En el marco de la estrategia contrainsurgente en Latinoamérica se utilizó para mitigar el impacto del terror estatal impulsado desde las fuerzas armadas. Las unidades de asuntos civiles o D5 encontraban así su vínculo con las unidades de inteligencia o D2. Aquellas proveían los elementos de contenido en tanto que estas, ya en el terreno, los ejecutaban.
De la mezcla de operaciones de impacto social nace la lógica militarista del manejo y concepto de la seguridad, entendida como una sensación, y no como un estado de bienestar. De ahí que mediante operaciones dirigidas en momentos y lugares oportunos se puede generar la sensación de mayor o menor seguridad. Es jugar con la mente colectiva infundiendo paz o terror, según sea necesario, en las dosis requeridas en función del objetivo trazado.
No hay duda de que los hechos recientes apuntan a desvelar una operación nacida de este ámbito de lógica, promovida por quienes tuvieron dicha formación. El uso de artefactos explosivos a control remoto para atacar un lugar de concentración de personas, como un vehículo de transporte público, tiene como intención acrecentar el impacto del terror.
También evidencia el alto nivel de preparación y la capacidad técnica y operativa de quienes lo ejecutaron. Técnica porque no cualquiera tiene los conocimientos para construir semejante dispositivo. Operativa porque se ha necesitado la obtención de los materiales, su construcción, su transporte y el conocimiento, por vigilancia u observación, del entorno en el cual se hizo explotar. Todo ello es indicativo de que hay una estructura detrás de dicha actuación.
Máxime si se repite la amenaza y se reproduce un hecho ya vivido en 2011 en Ciudad Quetzal, por el que una persona, con previa formación militar, se encuentra en prisión. Es decir, la experiencia previa está en un reo ubicado en un espacio que no controla el Estado, pero que funciona como el feudo de un poderoso y aterrorizante convicto, ya procesado por otros hechos delictivos.
El terror desatado por estas situaciones ha puesto en la mesa dos argumentos esgrimidos tradicionalmente por los amos del autoritarismo y la arbitrariedad: el Ejército debe hacerse cargo de la seguridad ciudadana y la pena de muerte ha de volver a ser aplicada. Solo les falta traer de nuevo el trillado discurso de recuperar Belice y tendrán instalada la trilogía del terror.
Lo preocupante es que, en aras de instalar esta agenda de miedo social, lo hacen con operaciones que han costado vidas de personas.

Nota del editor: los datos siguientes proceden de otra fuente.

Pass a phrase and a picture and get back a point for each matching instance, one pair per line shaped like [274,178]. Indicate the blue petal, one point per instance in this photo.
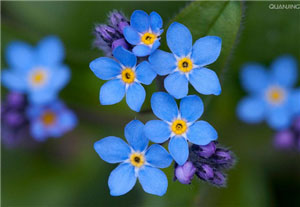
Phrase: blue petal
[164,106]
[179,149]
[205,81]
[50,50]
[179,39]
[177,85]
[284,71]
[121,180]
[19,55]
[153,180]
[295,101]
[135,96]
[42,96]
[191,108]
[201,133]
[134,133]
[128,59]
[157,156]
[112,92]
[67,120]
[131,35]
[155,22]
[105,68]
[38,131]
[254,77]
[141,50]
[14,80]
[157,131]
[140,21]
[162,62]
[251,110]
[144,73]
[112,149]
[61,77]
[279,118]
[206,50]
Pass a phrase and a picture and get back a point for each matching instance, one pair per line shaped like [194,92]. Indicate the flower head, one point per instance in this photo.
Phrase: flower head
[38,72]
[144,32]
[125,77]
[179,125]
[50,120]
[271,93]
[137,161]
[187,62]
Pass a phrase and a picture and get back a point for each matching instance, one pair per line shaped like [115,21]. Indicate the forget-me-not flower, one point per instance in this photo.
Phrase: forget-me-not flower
[187,63]
[50,120]
[179,125]
[137,161]
[272,96]
[38,72]
[144,32]
[125,77]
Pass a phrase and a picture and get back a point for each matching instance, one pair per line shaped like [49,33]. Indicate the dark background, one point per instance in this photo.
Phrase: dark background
[68,172]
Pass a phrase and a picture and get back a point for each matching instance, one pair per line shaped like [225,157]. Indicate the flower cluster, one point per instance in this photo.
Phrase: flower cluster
[34,79]
[289,138]
[138,61]
[208,162]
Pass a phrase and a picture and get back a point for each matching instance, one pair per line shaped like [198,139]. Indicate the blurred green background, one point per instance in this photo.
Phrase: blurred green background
[68,172]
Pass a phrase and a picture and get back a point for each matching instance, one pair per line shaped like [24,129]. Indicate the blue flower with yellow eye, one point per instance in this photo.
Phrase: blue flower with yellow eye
[125,77]
[136,161]
[188,62]
[50,120]
[272,96]
[144,32]
[38,72]
[179,125]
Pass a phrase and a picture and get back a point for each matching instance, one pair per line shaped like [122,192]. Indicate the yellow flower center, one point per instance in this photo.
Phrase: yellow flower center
[49,118]
[275,95]
[185,65]
[148,38]
[38,77]
[137,159]
[128,75]
[179,127]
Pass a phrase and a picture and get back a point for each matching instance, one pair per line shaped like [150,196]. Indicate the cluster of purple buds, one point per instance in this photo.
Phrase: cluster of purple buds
[208,162]
[14,123]
[289,138]
[110,36]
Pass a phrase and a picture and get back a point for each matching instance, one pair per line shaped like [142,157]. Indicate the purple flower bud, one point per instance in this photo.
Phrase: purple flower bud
[120,42]
[118,20]
[284,139]
[15,100]
[205,151]
[184,173]
[222,156]
[105,32]
[296,124]
[205,172]
[218,179]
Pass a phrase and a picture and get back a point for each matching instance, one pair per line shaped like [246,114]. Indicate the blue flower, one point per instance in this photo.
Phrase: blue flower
[271,93]
[38,72]
[187,63]
[124,78]
[137,161]
[50,120]
[144,32]
[181,126]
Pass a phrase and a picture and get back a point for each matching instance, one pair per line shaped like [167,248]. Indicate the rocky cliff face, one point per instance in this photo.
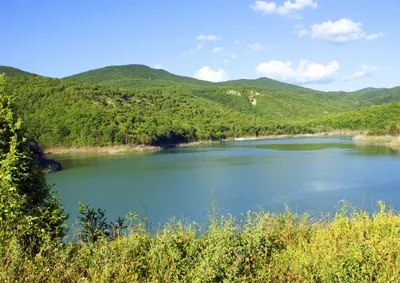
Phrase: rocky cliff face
[47,165]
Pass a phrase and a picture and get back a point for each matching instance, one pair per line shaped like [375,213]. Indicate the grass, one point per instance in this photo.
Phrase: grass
[352,246]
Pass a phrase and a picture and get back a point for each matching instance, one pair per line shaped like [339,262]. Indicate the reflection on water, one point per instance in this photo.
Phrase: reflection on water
[306,173]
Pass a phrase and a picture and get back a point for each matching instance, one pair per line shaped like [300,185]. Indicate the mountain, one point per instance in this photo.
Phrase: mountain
[268,85]
[130,76]
[59,112]
[370,89]
[138,104]
[12,72]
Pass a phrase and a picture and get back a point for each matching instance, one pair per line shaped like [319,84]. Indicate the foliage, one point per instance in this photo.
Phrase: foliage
[10,71]
[375,117]
[154,107]
[29,213]
[94,225]
[352,246]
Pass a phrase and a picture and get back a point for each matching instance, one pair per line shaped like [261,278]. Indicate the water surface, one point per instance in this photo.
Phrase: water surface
[311,174]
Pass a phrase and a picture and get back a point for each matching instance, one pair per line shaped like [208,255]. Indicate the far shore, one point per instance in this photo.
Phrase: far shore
[387,140]
[111,149]
[114,149]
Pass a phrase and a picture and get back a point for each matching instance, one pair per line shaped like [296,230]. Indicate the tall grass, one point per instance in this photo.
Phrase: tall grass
[351,246]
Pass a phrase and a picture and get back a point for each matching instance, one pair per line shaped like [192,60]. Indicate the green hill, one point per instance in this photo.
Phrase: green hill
[12,72]
[138,104]
[131,76]
[64,112]
[267,84]
[268,98]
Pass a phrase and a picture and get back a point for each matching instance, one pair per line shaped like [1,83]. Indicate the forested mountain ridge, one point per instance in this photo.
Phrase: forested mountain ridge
[11,71]
[165,108]
[63,112]
[131,76]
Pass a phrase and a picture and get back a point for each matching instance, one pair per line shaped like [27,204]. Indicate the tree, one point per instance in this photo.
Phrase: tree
[29,213]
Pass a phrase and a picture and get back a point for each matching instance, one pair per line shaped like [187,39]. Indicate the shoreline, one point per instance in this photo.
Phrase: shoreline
[110,149]
[386,141]
[115,149]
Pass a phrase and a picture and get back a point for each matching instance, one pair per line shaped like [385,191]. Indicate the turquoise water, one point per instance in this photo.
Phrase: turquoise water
[311,174]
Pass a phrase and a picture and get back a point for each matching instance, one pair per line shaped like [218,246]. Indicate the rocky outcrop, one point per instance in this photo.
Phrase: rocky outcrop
[49,165]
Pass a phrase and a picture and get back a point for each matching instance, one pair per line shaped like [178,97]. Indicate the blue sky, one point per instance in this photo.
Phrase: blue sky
[322,44]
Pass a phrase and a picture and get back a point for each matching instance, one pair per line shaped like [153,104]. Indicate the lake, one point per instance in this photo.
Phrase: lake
[309,174]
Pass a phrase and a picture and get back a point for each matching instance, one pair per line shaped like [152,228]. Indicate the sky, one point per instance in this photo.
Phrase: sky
[328,45]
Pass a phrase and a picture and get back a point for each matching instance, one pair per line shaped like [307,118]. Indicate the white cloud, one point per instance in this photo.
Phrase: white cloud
[231,57]
[288,7]
[364,71]
[208,74]
[342,30]
[217,49]
[210,37]
[305,73]
[255,46]
[192,51]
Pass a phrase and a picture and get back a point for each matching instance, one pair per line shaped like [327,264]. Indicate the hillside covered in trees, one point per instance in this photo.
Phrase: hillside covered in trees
[135,104]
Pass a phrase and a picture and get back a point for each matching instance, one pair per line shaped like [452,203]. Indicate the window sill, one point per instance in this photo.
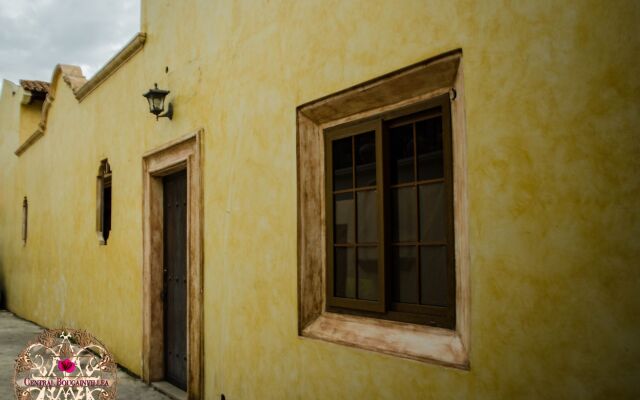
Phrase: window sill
[416,342]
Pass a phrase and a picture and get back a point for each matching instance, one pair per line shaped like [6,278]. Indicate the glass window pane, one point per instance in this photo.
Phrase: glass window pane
[404,214]
[343,222]
[405,274]
[433,278]
[401,138]
[367,216]
[344,267]
[368,273]
[432,213]
[365,153]
[429,151]
[342,164]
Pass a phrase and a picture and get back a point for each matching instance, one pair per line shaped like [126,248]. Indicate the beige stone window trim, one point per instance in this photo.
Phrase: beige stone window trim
[405,87]
[183,153]
[25,220]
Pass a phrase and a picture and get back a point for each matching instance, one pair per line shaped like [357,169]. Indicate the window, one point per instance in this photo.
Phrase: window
[383,249]
[390,216]
[103,219]
[25,215]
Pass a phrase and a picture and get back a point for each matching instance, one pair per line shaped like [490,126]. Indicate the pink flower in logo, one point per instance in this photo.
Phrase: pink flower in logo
[66,365]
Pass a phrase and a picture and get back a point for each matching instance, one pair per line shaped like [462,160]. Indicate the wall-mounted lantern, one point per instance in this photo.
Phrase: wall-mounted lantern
[155,97]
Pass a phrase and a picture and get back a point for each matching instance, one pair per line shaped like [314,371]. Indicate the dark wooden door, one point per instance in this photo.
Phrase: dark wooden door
[175,278]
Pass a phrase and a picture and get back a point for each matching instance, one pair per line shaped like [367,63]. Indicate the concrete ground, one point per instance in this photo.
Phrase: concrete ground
[15,333]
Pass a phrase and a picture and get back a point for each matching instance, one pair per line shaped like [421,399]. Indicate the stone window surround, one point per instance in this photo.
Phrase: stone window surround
[180,154]
[416,83]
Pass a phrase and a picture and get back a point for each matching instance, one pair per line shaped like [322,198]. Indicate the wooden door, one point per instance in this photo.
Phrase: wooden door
[175,278]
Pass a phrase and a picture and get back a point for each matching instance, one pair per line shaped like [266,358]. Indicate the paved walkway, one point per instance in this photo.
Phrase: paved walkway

Han cometido asesinatos y han dejado a familias mutiladas y en la desprotección, todo en aras de crear las condiciones que abonen al surgimiento de una política de seguridad contraria al Estado de derecho y nutrida de la arbitrariedad.
Hay muy poca distancia de la consolidación de estos cimientos a la reinstalación de estructuras y grupos al margen de la ley, enfocados a la represión política y social. Es el preámbulo del retorno de los modelos de acción que sembraron dolor en cientos de miles de hogares. Hechos oprobiosos que, pese a su dimensión antihumana, todavía hoy pretenden ser no solo justificados, sino reivindicados como actos de heroísmo.
El desafío para las autoridades en el Ministerio de Gobernación es muy grande. A la vez que esclarecen los hechos de terror en lo inmediato, deben ofrecer garantías de seguridad a la población, ahondar en los orígenes de estos hechos y desmantelar de una vez por todas el poder pervertido de quienes desde las cárceles incuban el terror contra la ciudadanía.